W 1995 roku charakterystyczna torebka „Lady Dior” po raz pierwszy stała się częścią odrębnego leksykonu stylu paryskiego domu mody. Torebkę zaprojektował ówczesny dyrektor kreatywny Diora – Gianfranco Ferré. Oryginalnie nazwana „Chouchou”, rozpoznawalna ze względu na pikowane szycie „cannage”, inspirowane krzesłami Napoleona III, jest na zawsze związana z księżną Dianą. Lady Diana otrzymała ten styl od ówczesnej pierwszej damy Francji, Bernadette Chirac. Nosiła go przez resztę swojego życia i to od niej ten damski dodatek wziął swoją królewską nazwę.
Nowe spojrzenie na torebkę Lady Dior
Takie historie fascynowały obecną dyrektor kreatywną Marię Grazię Chiuri, która na nowo wyobraża sobie archiwalne style we własnym, poetyckim stylu. Na sezon jesień/zima 2023, w ramach kolekcji, którą uznała za najbardziej francuską jak dotąd, złożyła hołd torebce „Lady Dior” oznaczonej symbilicznym numerem „95.22”.

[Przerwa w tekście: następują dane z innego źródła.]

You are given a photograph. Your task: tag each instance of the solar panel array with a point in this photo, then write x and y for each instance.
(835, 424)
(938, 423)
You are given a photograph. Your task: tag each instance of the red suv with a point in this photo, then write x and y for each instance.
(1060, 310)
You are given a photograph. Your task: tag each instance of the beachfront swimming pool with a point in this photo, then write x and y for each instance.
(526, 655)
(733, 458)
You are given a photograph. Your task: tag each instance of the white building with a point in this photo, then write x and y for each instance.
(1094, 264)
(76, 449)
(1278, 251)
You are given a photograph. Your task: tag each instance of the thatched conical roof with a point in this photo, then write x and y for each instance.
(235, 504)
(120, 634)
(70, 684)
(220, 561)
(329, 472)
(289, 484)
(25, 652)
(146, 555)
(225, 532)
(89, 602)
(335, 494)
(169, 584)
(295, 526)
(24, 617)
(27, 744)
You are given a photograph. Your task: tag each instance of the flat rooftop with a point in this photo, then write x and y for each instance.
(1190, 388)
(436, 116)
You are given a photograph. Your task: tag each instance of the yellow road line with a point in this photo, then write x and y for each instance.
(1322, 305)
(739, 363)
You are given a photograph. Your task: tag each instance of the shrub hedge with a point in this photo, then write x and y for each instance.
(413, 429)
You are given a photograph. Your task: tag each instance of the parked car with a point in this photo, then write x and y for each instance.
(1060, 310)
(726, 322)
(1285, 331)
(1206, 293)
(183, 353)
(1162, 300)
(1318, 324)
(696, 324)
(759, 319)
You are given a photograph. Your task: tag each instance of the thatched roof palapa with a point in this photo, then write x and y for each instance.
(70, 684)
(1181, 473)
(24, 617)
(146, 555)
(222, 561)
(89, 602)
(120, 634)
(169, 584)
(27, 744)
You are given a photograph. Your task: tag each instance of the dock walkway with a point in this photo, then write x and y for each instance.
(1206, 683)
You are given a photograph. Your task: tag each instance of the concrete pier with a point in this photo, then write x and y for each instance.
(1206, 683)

Chiuri mówi, że miała nadzieję zaszczepić stylowi „nowoczesność”. Oznacza to włączenie długiego paska na ramię do noszenia na ukos (oryginalny styl to trzymanie w dłoni) i delikatnie zakrzywioną sylwetkę. Tym, co łączy style, jest pikowanie „cannage”, misterny przecinający się motyw, który powstał dzięki temu, co dom nazywa „stale odnawianą wirtuozerią atelier Diora”. W modelu „95.22” oryginalne pikowanie zastąpiono, procesem używającym techniki wysokiej częstotliwości. Najpierw skórę cięto ręcznie, a następnie przy użyciu „energii fal” w celu połączeniu z ciepłem i naciskiem, elementy połączono w celu uzyskania unikalnego architektonicznego kształtu torebki.
Odnowę uzupełniają charakterystyczne wiszące zawieszki z literami „Dior” – rozpoznawalne połączenie między przeszłością a teraźniejszością. Tak włąsnie Chiuri na nowo wyobraża sobie odrębne emblematy domu.